See RtGender_Annotations_Removed_Irrelevant_BoW_Neural_Net for optimal model hyperparam run

"The hyperparameter search is complete. The optimal number of units in the first densely-connected
layer is 40 and the optimal learning rate for the optimizer
is 0.001."

In [39]:
iterations = 5
embedding_layer = Embedding(embedding_matrix.shape[0],
                            embedding_matrix.shape[1],
                            embeddings_initializer=tf.keras.initializers.Constant(embedding_matrix),
                            input_length=max_sequence_length,
                            trainable=False)

model = tf.keras.Sequential()
model.add(embedding_layer) 
model.add(tf.keras.layers.Lambda(lambda x: K.mean(x, axis=1))) #avg

# Tune the number of units in the first Dense layer
# Choose an optimal value between 10 and 100
model.add(tf.keras.layers.Dense(units=40, activation='relu'))

   
# output layer 
model.add(Dense(4, activation='softmax'))

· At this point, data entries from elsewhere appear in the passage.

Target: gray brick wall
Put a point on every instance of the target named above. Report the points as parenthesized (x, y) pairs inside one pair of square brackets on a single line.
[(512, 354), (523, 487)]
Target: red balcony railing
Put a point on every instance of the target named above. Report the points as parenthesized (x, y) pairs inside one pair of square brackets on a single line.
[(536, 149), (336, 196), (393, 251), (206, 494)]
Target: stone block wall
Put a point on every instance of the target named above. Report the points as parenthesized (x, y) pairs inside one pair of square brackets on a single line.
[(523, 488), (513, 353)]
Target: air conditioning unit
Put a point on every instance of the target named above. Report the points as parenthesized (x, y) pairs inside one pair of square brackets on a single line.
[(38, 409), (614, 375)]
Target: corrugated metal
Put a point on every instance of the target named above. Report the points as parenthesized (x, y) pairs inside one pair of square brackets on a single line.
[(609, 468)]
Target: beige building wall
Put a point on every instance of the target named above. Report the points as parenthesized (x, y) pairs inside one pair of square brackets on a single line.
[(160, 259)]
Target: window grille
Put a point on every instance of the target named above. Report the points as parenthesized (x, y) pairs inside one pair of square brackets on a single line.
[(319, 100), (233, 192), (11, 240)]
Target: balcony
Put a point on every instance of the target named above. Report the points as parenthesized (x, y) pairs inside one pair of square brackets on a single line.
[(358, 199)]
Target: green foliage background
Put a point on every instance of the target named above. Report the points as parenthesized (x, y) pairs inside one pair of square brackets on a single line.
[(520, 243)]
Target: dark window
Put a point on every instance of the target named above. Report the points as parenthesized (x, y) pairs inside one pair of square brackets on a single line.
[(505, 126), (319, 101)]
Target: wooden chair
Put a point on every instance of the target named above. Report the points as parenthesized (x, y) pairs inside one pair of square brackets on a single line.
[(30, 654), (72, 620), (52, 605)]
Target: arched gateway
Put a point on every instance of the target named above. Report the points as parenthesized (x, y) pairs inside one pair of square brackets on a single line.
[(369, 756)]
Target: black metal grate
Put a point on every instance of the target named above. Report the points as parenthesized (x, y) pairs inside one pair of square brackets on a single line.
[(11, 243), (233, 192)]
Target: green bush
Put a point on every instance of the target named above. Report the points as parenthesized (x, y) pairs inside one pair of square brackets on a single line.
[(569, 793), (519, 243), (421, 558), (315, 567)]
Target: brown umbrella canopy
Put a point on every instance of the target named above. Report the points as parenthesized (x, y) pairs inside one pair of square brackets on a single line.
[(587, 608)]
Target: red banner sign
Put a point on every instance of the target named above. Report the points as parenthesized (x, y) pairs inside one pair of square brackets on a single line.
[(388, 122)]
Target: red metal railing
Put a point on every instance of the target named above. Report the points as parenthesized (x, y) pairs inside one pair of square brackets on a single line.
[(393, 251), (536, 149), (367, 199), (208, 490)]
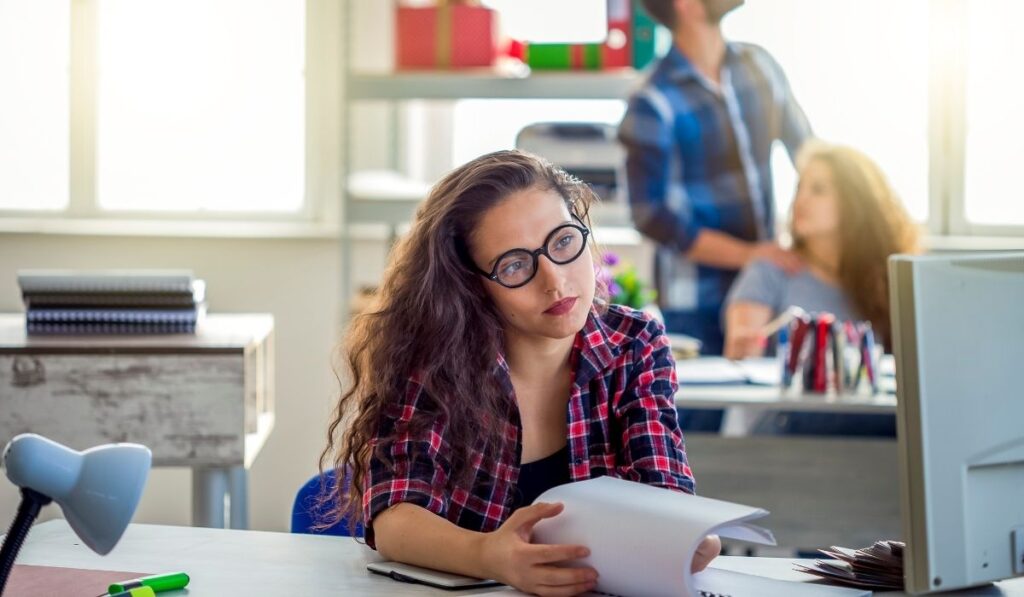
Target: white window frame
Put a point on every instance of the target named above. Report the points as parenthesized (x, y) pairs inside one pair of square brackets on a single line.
[(318, 213)]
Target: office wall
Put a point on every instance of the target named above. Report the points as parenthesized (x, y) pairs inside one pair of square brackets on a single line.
[(296, 280)]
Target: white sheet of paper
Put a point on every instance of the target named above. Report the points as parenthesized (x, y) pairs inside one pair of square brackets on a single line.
[(731, 584), (709, 370), (718, 370), (642, 539)]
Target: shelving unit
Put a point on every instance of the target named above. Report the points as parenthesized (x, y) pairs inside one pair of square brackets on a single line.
[(359, 208)]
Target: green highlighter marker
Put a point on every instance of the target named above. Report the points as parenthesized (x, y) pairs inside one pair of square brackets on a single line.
[(157, 582)]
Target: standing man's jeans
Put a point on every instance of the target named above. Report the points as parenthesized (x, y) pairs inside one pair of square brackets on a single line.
[(707, 327)]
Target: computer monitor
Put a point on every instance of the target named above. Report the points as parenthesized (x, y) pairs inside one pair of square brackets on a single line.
[(958, 337)]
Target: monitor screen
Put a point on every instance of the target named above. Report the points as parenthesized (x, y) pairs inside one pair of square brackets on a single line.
[(958, 337)]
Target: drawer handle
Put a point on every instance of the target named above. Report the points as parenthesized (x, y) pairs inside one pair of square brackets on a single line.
[(28, 371)]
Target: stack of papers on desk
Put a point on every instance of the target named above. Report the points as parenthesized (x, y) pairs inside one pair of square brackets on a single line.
[(720, 371), (879, 567)]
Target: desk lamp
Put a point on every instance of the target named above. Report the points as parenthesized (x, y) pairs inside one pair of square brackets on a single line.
[(97, 489)]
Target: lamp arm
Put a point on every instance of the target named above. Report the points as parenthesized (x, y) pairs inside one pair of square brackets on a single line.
[(28, 510)]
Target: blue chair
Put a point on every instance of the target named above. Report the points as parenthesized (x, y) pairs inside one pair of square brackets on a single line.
[(305, 512)]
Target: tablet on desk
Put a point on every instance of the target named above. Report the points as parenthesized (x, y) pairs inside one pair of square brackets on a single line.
[(411, 573)]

# Tune the learning rate for the optimizer
model.compile(optimizer=tf.keras.optimizers.Adam(learning_rate=1e-3),
            loss='categorical_crossentropy', 
            metrics=[tf.keras.metrics.categorical_accuracy, 'categorical_crossentropy'])

In [40]:
from sklearn.metrics import classification_report
accuracy_list = []
weighted_f1_score_list = []
macro_f1_score_list = []
negative_f1_score = []
neutral_f1_score = []
mixed_f1_score = []
positive_f1_score = []

for i in range(iterations):
  try:
    del history
    del y_pred
    del cr
  except: pass


  history = reconstructed_model.fit(x_train, train_labels,
                      validation_data=(x_dev, dev_labels),
                      epochs=50, verbose=0)
  y_pred = reconstructed_model.predict(x_dev) #predict

  # metrics append to appropriate lists
  predictions = y_pred.argmax(1)
  cr = metrics.classification_report(y_dev, predictions, digits=3, output_dict=True)
  
  accuracy_list.append(cr.get('accuracy'))
  weighted_f1_score_list.append(cr.get('weighted avg').get("f1-score"))
  macro_f1_score_list.append(cr.get("macro avg").get("f1-score"))

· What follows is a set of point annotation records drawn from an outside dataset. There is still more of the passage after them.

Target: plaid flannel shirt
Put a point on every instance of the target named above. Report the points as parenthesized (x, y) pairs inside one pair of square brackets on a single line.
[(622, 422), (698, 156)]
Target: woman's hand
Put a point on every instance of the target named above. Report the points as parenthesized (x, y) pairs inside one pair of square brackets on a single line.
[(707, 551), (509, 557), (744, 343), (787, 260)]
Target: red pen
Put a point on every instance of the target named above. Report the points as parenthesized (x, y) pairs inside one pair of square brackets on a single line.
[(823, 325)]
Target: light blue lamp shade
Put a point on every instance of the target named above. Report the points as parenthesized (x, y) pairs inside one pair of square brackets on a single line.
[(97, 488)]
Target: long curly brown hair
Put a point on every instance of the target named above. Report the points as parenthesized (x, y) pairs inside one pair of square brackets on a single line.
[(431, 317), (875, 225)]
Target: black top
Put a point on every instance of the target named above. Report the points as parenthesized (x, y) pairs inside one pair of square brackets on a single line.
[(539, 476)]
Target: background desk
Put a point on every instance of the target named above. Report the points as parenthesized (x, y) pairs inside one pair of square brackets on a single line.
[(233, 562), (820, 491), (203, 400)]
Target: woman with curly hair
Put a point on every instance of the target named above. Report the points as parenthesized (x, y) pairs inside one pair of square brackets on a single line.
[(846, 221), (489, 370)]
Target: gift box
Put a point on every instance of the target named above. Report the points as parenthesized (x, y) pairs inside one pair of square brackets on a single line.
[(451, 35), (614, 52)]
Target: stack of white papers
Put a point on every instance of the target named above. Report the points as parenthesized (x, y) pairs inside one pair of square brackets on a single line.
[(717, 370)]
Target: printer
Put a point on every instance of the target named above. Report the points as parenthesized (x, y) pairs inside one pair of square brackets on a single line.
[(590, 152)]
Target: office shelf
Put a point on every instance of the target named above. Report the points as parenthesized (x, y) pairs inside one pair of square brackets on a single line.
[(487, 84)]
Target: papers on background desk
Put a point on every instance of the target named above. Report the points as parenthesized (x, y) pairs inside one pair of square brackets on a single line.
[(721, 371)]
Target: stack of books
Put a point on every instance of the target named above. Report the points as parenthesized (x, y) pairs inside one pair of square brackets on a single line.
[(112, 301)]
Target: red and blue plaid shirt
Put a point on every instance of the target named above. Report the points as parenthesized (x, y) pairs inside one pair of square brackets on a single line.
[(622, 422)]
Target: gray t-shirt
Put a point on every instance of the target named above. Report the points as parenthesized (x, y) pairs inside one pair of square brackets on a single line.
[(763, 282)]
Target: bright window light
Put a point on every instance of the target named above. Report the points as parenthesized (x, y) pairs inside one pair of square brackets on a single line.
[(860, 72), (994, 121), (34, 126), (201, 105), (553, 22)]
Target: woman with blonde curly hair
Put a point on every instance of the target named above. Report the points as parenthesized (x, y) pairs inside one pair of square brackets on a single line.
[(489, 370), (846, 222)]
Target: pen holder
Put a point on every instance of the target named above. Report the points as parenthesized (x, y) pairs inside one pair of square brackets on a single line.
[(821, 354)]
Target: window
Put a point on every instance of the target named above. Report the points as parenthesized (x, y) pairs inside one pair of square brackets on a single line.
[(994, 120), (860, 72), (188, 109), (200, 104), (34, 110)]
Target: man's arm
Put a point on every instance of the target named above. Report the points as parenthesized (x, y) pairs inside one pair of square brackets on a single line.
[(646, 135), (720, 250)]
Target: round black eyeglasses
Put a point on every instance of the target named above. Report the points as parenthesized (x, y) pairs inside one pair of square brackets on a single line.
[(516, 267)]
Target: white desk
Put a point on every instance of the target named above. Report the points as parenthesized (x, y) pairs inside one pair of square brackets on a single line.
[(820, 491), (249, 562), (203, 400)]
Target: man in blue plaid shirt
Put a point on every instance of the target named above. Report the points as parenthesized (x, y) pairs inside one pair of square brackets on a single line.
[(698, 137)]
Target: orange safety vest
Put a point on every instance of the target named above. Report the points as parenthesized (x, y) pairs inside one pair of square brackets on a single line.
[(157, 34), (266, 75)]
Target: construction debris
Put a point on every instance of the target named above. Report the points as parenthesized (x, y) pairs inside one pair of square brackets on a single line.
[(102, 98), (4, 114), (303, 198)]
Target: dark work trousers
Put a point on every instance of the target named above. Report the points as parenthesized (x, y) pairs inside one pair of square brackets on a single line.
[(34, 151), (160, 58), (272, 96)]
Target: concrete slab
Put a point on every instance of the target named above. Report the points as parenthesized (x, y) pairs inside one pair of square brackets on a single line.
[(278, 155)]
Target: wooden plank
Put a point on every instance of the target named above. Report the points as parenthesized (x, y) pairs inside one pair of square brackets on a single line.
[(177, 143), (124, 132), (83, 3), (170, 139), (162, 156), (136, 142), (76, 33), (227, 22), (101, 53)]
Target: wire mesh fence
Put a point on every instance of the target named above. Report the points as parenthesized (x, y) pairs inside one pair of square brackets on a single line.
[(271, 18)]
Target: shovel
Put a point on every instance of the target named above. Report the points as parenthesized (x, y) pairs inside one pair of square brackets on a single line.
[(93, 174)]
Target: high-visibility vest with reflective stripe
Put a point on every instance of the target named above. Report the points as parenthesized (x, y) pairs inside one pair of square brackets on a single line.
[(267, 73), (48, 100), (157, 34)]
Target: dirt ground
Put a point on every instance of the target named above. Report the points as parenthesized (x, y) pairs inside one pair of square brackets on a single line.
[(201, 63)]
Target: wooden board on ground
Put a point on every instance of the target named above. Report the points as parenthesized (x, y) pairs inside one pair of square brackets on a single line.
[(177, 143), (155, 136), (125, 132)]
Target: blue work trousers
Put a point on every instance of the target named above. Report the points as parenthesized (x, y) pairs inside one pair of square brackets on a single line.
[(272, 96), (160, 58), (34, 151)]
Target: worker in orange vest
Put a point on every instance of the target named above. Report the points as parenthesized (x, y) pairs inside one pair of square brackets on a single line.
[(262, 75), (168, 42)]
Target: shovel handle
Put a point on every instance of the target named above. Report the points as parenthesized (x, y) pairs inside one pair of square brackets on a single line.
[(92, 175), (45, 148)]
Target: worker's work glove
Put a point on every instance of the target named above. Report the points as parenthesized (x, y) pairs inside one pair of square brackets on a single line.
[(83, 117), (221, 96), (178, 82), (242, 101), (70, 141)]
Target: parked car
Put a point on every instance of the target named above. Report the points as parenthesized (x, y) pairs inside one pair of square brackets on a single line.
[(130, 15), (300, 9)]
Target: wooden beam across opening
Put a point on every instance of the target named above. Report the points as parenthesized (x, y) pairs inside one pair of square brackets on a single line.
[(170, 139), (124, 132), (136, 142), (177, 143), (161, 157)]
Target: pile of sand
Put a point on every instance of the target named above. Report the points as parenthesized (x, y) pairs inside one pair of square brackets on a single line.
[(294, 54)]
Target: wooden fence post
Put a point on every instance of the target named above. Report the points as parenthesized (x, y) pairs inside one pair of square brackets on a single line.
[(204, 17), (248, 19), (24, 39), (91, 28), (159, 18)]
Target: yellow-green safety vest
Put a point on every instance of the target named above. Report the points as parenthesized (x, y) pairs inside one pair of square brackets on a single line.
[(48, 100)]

  negative_f1_score.append(cr.get('0').get("f1-score"))
  neutral_f1_score.append(cr.get('1').get("f1-score"))
  positive_f1_score.append(cr.get('2').get("f1-score"))
  mixed_f1_score.append(cr.get('3').get("f1-score"))

  print(f'---------------------------Iteration {i+1} Complete---------------------------\n')

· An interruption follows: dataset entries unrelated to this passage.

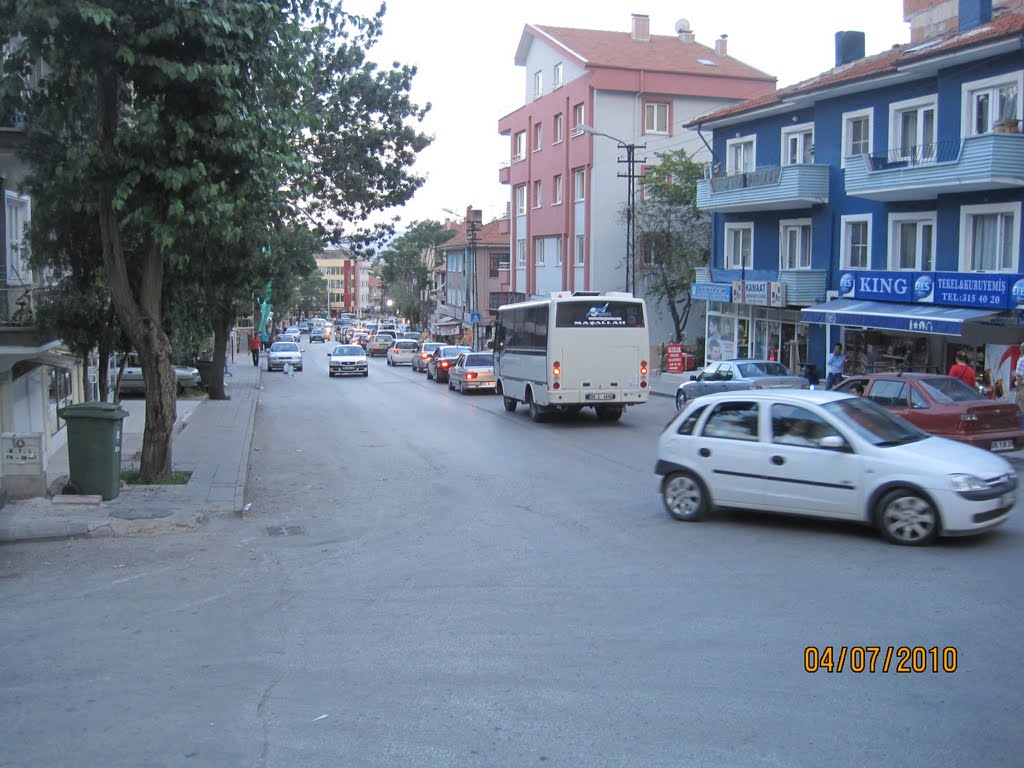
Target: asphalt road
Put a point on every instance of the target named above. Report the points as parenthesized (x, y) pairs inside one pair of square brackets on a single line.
[(426, 580)]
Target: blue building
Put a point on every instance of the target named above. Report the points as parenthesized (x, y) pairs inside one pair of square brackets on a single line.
[(877, 205)]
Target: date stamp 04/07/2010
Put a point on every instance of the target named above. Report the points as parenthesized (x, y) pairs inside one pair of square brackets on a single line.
[(870, 658)]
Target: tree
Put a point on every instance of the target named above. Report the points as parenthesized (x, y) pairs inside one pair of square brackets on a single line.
[(402, 269), (674, 236), (203, 113)]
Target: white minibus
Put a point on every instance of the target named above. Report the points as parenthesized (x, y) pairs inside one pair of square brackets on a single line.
[(573, 350)]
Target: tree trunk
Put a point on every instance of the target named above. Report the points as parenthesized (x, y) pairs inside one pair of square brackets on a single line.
[(139, 315)]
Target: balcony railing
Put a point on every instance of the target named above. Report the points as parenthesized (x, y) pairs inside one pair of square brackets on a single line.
[(982, 163), (18, 304), (768, 188)]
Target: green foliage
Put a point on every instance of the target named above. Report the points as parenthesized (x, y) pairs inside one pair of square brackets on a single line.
[(674, 237)]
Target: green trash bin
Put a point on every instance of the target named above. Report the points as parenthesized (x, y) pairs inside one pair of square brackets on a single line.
[(94, 446)]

---------------------------Iteration 1 Complete---------------------------

---------------------------Iteration 2 Complete---------------------------

---------------------------Iteration 3 Complete---------------------------

---------------------------Iteration 4 Complete---------------------------

---------------------------Iteration 5 Complete---------------------------



In [42]:
import statistics

print("%15s %s (%s)" % ("","Mean", "StDev"))

print("-"*29)
print("Macro Scores")
print("-"*29)

print(f"%15s %s (%s)" %("Accuracy",
    round(statistics.mean(accuracy_list),3),
    round(statistics.stdev(accuracy_list),3)))
print(f"%15s %5s (%s)" %("Macro F1",
    round(statistics.mean(macro_f1_score_list),3),
    round(statistics.stdev(macro_f1_score_list),3)))
print(f"%15s %5s (%s)" %("Weighted F1",
    round(statistics.mean(weighted_f1_score_list),3),
    round(statistics.stdev(weighted_f1_score_list),3)))

print("-"*29)
print("Class Scores")
print("-"*29)

print(f"%15s %s (%s)" %("Positive",
    round(statistics.mean(positive_f1_score),3),
    round(statistics.stdev(positive_f1_score),3)))
print(f"%15s %5s (%s)" %("Neutral",
    round(statistics.mean(neutral_f1_score),3),
    round(statistics.stdev(neutral_f1_score),3)))
print(f"%15s %5s (%s)" %("Negative",
    round(statistics.mean(negative_f1_score),3),
    round(statistics.stdev(negative_f1_score),3)))
print(f"%15s %5s (%s)" %("Mixed",
    round(statistics.mean(mixed_f1_score),3),
    round(statistics.stdev(mixed_f1_score),3)))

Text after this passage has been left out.